BRASILIA, June 16 (Reuters) - Brazil's economic activity grew more than expected in April, according to central bank data released on Monday, reinforcing signs of resilience despite elevated borrowing costs ahead of the central bank's key interest rate decision this week.
The IBC-Br index, a leading indicator of the country's gross domestic product (GDP), rose by a seasonally adjusted 0.2% in April compared to the previous month.
This reading outpaced the 0.1% growth forecast in a Reuters poll of economists.
The services sector, which drives Latin America's largest economy, was a key contributor, with a 0.4% increase in its IBC-Br reading.
The tax revenue component rose 0.6% on a month-over-month basis.
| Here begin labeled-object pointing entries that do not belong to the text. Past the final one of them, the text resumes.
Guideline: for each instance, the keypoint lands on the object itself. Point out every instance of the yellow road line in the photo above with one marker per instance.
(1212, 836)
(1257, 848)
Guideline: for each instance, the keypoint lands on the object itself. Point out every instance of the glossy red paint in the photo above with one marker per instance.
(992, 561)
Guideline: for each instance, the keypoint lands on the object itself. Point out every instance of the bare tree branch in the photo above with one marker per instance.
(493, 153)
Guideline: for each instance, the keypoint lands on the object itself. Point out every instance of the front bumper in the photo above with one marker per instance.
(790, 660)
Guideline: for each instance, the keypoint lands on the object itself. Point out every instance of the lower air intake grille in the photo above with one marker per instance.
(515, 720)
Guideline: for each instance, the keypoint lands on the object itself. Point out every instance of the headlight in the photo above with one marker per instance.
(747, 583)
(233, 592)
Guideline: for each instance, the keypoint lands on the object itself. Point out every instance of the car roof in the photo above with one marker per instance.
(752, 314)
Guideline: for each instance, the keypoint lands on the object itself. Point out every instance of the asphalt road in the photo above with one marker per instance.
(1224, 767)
However, the agricultural and industrial readings posted declines of 0.9% and 1.1%, respectively.
On a year-over-year basis, the IBC-Br index grew 4.0%, underscoring the economy's momentum.
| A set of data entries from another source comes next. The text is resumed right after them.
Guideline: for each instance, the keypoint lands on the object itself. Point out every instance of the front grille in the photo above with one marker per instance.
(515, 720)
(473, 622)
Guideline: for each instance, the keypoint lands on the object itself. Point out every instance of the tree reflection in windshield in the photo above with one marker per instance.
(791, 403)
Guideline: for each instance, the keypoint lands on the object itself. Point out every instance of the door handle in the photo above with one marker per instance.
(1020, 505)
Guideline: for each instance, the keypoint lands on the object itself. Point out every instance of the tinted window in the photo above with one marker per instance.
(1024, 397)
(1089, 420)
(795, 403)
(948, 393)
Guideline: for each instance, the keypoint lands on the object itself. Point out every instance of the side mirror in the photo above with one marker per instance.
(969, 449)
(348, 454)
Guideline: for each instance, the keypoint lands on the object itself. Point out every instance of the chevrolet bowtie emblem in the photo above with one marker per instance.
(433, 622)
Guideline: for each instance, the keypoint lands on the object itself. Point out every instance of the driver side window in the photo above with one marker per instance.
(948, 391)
The stronger-than-expected economic activity has fueled speculation the central bank may consider another interest rate hike at a policy meeting that ends on Wednesday.
Still, the median forecast in a central bank weekly survey released earlier on Monday anticipates the benchmark Selic rate will remain unchanged at 14.75%, its highest level in nearly two decades.
Such a decision would mark the end of the aggressive tightening cycle initiated in September 2024 to rein in inflation, which has consistently exceeded the central bank's official target of 3% plus or minus 1.5 percentage points.